“I swear,” he said in a stifled voice.

“Father, you hear?”

“I am witness,” said Count Gamba grimly.

CHAPTER XLI
ASHES OF DENIAL

Days went by. Summer was merging into full-bosomed autumn of turquoise heavens, more luscious foliage and ripening olives.

Gordon’s wound had proven deep, but luckily not too serious, thanks to a rough fragment of stone in his pocket, which the surgeon declared had turned the heavy blade, and which Teresa had covered with secret kisses and put carefully away. But to his weakness from loss of blood, a tertian ague had added its high temperature, and strength had been long in returning.

He had hours of delirium when Teresa and Fletcher—whom Tita had brought from Bologna with Gordon’s belongings—alternately sat by his bedside. Sometimes, then, he dictated strange yet musical stanzas which she was able to set down. It was a subconscious bubbling up from the silt-choked well of melody within him: a clouded rivulet, finding an unused way along turgid channels of fever.

More often Gordon seemed to be living again in his old life—with Hobhouse in the Greece that he had loved—in London at White’s club with Beau Brummell, or with Sheridan or Tom Moore at the Cocoa-Tree. At such times Teresa seemed to comprehend all his strivings and agonies, and wept tears of pity and yearning.
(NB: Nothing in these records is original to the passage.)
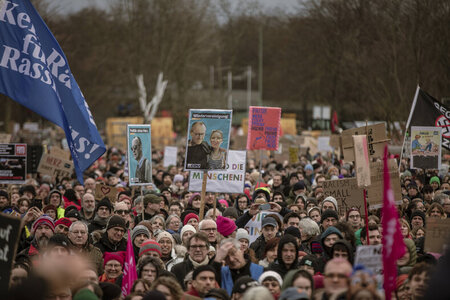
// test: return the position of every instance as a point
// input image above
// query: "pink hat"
(119, 256)
(188, 217)
(225, 226)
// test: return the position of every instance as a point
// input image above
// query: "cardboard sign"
(375, 190)
(139, 154)
(13, 163)
(264, 128)
(170, 156)
(376, 140)
(102, 191)
(361, 161)
(9, 237)
(437, 239)
(226, 181)
(426, 147)
(346, 192)
(55, 166)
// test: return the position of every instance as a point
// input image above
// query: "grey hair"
(309, 227)
(76, 223)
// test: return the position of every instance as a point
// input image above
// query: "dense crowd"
(73, 245)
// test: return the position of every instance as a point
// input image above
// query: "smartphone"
(265, 206)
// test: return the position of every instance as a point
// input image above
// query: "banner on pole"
(226, 181)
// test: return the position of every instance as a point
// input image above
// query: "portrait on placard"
(208, 139)
(139, 154)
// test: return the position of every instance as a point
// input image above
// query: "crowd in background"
(73, 245)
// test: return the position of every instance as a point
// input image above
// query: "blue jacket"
(227, 281)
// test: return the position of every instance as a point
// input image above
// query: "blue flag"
(34, 72)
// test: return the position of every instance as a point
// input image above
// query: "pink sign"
(263, 128)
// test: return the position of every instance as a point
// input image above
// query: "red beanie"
(225, 226)
(188, 217)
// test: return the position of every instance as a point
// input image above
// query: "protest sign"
(376, 140)
(55, 166)
(254, 225)
(375, 190)
(9, 237)
(426, 147)
(225, 181)
(208, 139)
(139, 154)
(13, 163)
(102, 191)
(437, 239)
(170, 156)
(264, 128)
(361, 161)
(346, 192)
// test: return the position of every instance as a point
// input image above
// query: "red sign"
(263, 128)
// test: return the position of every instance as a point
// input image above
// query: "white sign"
(226, 181)
(170, 156)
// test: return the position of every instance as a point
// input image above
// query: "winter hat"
(44, 220)
(116, 221)
(294, 231)
(187, 228)
(230, 212)
(139, 230)
(272, 274)
(332, 200)
(178, 177)
(119, 256)
(329, 214)
(435, 179)
(225, 226)
(64, 221)
(242, 234)
(105, 202)
(150, 245)
(188, 217)
(224, 202)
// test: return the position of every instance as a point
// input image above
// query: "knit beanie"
(150, 245)
(188, 217)
(225, 226)
(64, 221)
(332, 200)
(139, 229)
(119, 256)
(187, 228)
(329, 214)
(44, 220)
(242, 234)
(116, 221)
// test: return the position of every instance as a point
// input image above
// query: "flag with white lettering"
(427, 111)
(34, 72)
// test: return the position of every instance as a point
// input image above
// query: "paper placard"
(437, 239)
(170, 156)
(263, 128)
(229, 181)
(13, 163)
(102, 191)
(361, 161)
(376, 139)
(426, 147)
(55, 166)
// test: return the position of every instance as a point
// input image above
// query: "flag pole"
(407, 123)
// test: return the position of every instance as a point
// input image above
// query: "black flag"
(427, 111)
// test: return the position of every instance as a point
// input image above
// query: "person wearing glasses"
(112, 240)
(198, 149)
(78, 237)
(143, 169)
(198, 247)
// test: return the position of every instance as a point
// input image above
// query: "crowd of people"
(72, 245)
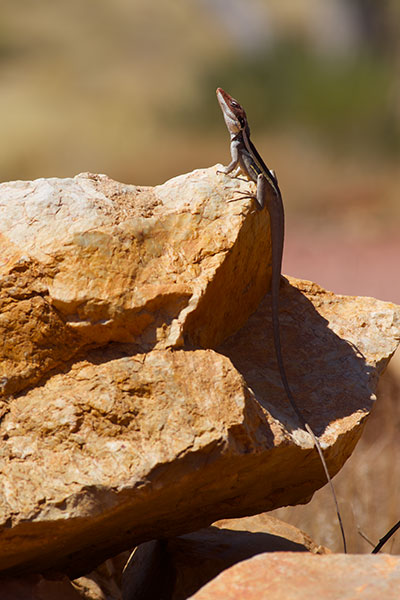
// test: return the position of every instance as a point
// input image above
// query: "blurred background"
(127, 88)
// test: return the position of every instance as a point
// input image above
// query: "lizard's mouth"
(231, 120)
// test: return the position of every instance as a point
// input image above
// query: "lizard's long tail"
(277, 225)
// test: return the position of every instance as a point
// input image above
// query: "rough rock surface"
(132, 433)
(176, 568)
(87, 261)
(294, 576)
(37, 587)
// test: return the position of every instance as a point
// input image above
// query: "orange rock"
(295, 576)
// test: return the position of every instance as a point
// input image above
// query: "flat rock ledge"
(140, 393)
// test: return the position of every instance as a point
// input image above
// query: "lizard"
(245, 158)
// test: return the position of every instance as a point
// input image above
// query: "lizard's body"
(245, 156)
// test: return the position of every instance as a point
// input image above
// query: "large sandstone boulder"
(294, 576)
(141, 397)
(175, 568)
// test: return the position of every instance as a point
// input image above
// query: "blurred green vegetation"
(345, 103)
(129, 88)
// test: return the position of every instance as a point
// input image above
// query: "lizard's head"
(234, 115)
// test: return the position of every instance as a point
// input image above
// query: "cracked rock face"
(140, 393)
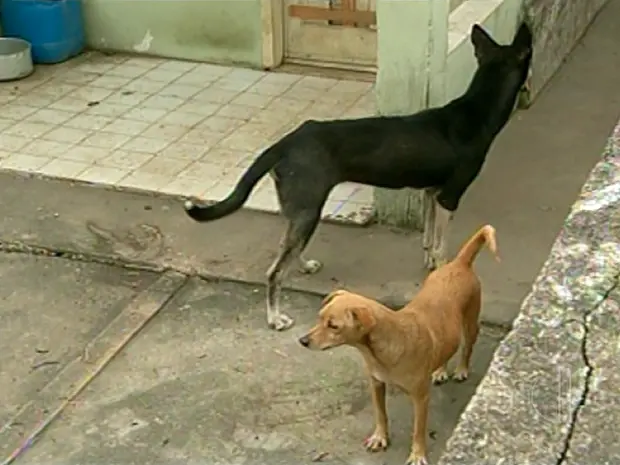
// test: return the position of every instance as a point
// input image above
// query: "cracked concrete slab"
(207, 381)
(51, 310)
(562, 351)
(597, 428)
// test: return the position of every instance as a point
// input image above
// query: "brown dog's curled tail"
(485, 235)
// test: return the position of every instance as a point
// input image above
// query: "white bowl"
(15, 59)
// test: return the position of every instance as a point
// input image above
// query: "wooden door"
(334, 33)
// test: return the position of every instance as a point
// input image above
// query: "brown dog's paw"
(415, 459)
(376, 442)
(440, 376)
(460, 375)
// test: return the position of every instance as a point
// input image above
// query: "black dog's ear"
(483, 43)
(522, 43)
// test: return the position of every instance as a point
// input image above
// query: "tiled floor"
(169, 126)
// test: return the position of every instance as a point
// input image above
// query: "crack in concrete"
(589, 370)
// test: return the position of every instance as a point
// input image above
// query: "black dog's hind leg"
(428, 203)
(296, 237)
(440, 231)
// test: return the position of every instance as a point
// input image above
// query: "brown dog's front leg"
(420, 400)
(379, 439)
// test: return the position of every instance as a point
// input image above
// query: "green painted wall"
(216, 31)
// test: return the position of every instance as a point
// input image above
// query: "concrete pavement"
(204, 379)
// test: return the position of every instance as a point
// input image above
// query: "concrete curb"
(35, 416)
(548, 395)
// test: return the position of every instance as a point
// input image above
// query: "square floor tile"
(90, 94)
(184, 151)
(22, 162)
(63, 168)
(201, 136)
(50, 116)
(128, 127)
(95, 68)
(46, 148)
(113, 110)
(110, 82)
(145, 114)
(244, 74)
(125, 160)
(6, 123)
(58, 89)
(126, 97)
(220, 124)
(163, 75)
(127, 71)
(306, 94)
(29, 130)
(177, 65)
(235, 85)
(85, 154)
(12, 143)
(17, 112)
(167, 132)
(249, 99)
(164, 166)
(216, 95)
(226, 157)
(145, 181)
(146, 62)
(183, 91)
(240, 112)
(208, 173)
(107, 140)
(70, 104)
(218, 191)
(35, 100)
(67, 135)
(102, 174)
(144, 86)
(198, 107)
(163, 102)
(145, 144)
(181, 118)
(186, 186)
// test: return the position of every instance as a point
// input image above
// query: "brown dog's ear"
(332, 295)
(483, 43)
(362, 316)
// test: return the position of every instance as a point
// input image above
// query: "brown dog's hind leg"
(440, 375)
(470, 335)
(379, 438)
(296, 236)
(420, 399)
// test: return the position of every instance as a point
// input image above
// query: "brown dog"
(412, 346)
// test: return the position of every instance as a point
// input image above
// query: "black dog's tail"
(240, 193)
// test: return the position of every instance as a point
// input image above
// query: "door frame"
(273, 30)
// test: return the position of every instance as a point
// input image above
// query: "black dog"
(440, 150)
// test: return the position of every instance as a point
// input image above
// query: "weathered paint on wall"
(217, 31)
(557, 27)
(500, 19)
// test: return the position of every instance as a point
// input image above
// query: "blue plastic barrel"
(55, 28)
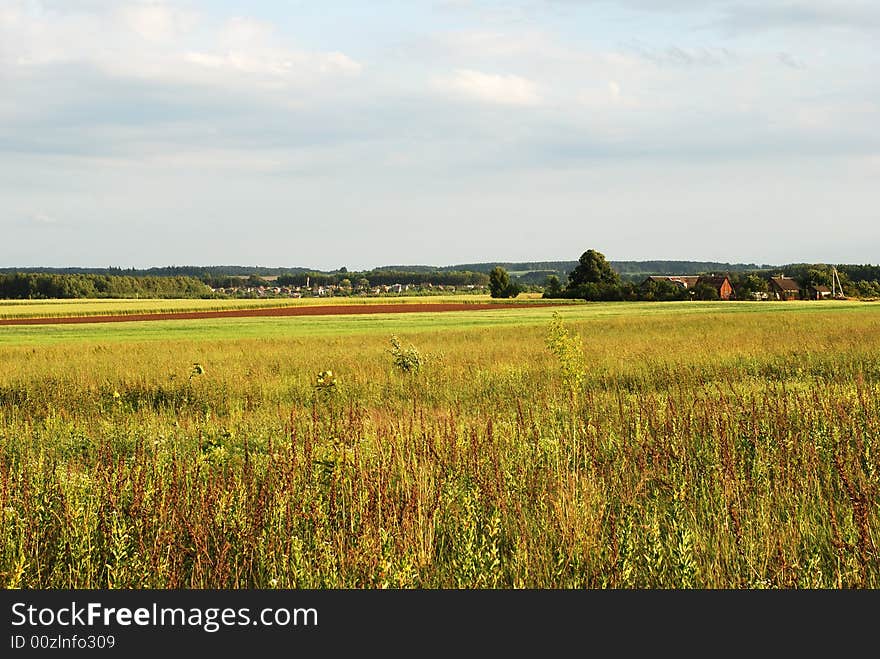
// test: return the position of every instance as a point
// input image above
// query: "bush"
(406, 360)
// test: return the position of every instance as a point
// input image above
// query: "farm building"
(784, 288)
(720, 283)
(819, 292)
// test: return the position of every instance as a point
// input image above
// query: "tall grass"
(692, 451)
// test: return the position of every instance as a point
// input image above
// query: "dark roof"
(685, 281)
(786, 283)
(713, 280)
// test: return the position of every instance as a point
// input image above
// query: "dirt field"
(324, 310)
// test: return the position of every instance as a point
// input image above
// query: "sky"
(360, 134)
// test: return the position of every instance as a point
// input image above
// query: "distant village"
(340, 290)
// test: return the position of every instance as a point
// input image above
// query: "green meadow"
(597, 445)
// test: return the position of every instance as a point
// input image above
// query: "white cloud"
(159, 42)
(504, 89)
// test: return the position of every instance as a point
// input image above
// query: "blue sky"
(437, 132)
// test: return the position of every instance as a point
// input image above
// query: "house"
(784, 288)
(721, 283)
(819, 292)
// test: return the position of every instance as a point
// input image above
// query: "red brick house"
(784, 288)
(721, 283)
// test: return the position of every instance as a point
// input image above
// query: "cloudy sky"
(347, 132)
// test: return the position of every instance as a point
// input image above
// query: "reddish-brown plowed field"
(323, 310)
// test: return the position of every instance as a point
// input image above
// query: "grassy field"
(719, 445)
(102, 307)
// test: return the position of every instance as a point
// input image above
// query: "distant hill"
(526, 272)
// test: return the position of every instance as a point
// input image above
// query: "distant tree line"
(24, 286)
(595, 278)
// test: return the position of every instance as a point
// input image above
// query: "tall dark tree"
(499, 282)
(592, 268)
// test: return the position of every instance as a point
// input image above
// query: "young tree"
(499, 282)
(552, 287)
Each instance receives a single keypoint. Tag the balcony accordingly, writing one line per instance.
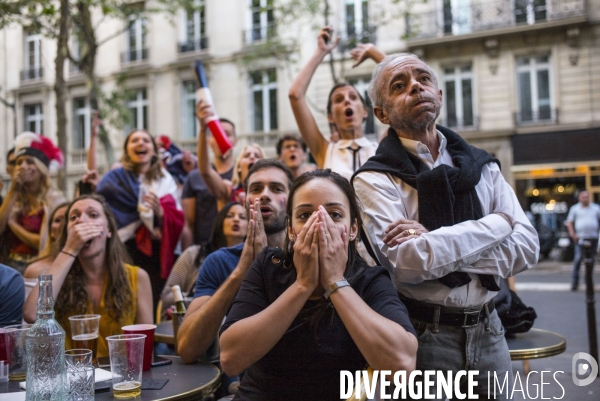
(193, 45)
(543, 115)
(31, 74)
(457, 124)
(351, 39)
(134, 55)
(259, 33)
(496, 17)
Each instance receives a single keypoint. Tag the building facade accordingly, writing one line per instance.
(520, 78)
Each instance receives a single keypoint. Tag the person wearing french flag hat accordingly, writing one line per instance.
(30, 200)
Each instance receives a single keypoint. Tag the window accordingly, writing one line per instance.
(81, 124)
(530, 11)
(263, 86)
(456, 16)
(195, 29)
(262, 20)
(189, 128)
(362, 85)
(533, 87)
(137, 104)
(34, 118)
(357, 22)
(136, 41)
(458, 96)
(33, 56)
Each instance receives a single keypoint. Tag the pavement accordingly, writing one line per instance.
(547, 288)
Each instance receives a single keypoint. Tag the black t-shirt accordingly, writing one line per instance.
(305, 364)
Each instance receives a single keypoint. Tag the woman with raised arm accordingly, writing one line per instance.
(224, 190)
(30, 199)
(143, 198)
(306, 312)
(346, 112)
(90, 274)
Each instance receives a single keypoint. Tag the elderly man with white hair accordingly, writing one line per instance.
(439, 215)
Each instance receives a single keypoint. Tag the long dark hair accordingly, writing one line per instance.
(155, 171)
(346, 188)
(72, 298)
(341, 85)
(217, 238)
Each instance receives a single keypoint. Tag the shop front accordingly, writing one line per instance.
(550, 170)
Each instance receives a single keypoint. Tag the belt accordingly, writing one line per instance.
(445, 315)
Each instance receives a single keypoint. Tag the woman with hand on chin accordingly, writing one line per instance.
(149, 225)
(315, 308)
(90, 274)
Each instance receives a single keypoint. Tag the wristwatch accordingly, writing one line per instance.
(334, 286)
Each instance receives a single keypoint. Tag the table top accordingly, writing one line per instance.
(536, 343)
(164, 332)
(186, 382)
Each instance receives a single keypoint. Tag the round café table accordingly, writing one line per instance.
(534, 344)
(186, 382)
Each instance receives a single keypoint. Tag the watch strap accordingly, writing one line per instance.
(334, 287)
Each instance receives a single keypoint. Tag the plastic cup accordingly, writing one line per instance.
(3, 346)
(81, 383)
(148, 330)
(15, 351)
(84, 332)
(78, 358)
(126, 359)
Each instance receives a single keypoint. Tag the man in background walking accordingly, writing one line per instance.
(583, 224)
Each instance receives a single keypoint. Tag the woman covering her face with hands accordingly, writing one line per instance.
(315, 308)
(90, 274)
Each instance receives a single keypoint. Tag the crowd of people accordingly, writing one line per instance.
(383, 254)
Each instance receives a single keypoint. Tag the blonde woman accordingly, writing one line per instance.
(30, 200)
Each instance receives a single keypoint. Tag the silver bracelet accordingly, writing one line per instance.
(334, 287)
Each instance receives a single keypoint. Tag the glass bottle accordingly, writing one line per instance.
(45, 343)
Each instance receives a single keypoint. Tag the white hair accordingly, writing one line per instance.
(373, 90)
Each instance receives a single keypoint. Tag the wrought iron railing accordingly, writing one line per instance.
(486, 15)
(260, 33)
(193, 45)
(134, 55)
(541, 115)
(460, 124)
(32, 73)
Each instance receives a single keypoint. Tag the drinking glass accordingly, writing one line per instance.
(126, 360)
(84, 332)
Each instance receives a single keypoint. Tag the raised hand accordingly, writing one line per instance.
(79, 234)
(152, 200)
(203, 112)
(324, 40)
(260, 237)
(401, 231)
(333, 249)
(306, 253)
(363, 51)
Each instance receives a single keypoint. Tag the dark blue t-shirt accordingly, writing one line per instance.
(216, 268)
(206, 205)
(12, 296)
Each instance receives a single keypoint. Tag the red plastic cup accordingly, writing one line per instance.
(148, 330)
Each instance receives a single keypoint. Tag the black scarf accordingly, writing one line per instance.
(447, 195)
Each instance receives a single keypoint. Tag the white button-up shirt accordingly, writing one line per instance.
(489, 245)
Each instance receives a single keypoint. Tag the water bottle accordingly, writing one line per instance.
(45, 343)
Often, too, he muttered of Annabel and Ada, and then the fierce jealousy that had once before come to her assailed her anew. It was not a jealousy now, however, of any one person; it was a stifling, passionate resentment of that past of his into which she could not enter, lying instinct and alive in some locked chamber of his brain to defy and outwit her.

Early in his betterment a subtle inducement not to hasten the going he knew was inevitable ambushed Gordon. He found folded in his writing tablet a six months’ lease of the apartments he occupied. The signature was his own, added, he readily guessed, during his fever. The stupendous rental with which the old count had comforted his covetous soul was a whet to the temptation. The thought to which he yielded, however, was the reflection that to depart without showing himself to Ravenna—whose untravelled gossips had made of his illness at the casa a topic of interest—would neither conceal the real situation nor make easier Teresa’s position. He prolonged his stay, therefore, riding with her at the hour of the corso in the great coach and six, and later appearing at the conversazioni of the vice-legate’s and at the provincial opera, to hear the “Barber of Seville” or Alfieri’s “Filippo.”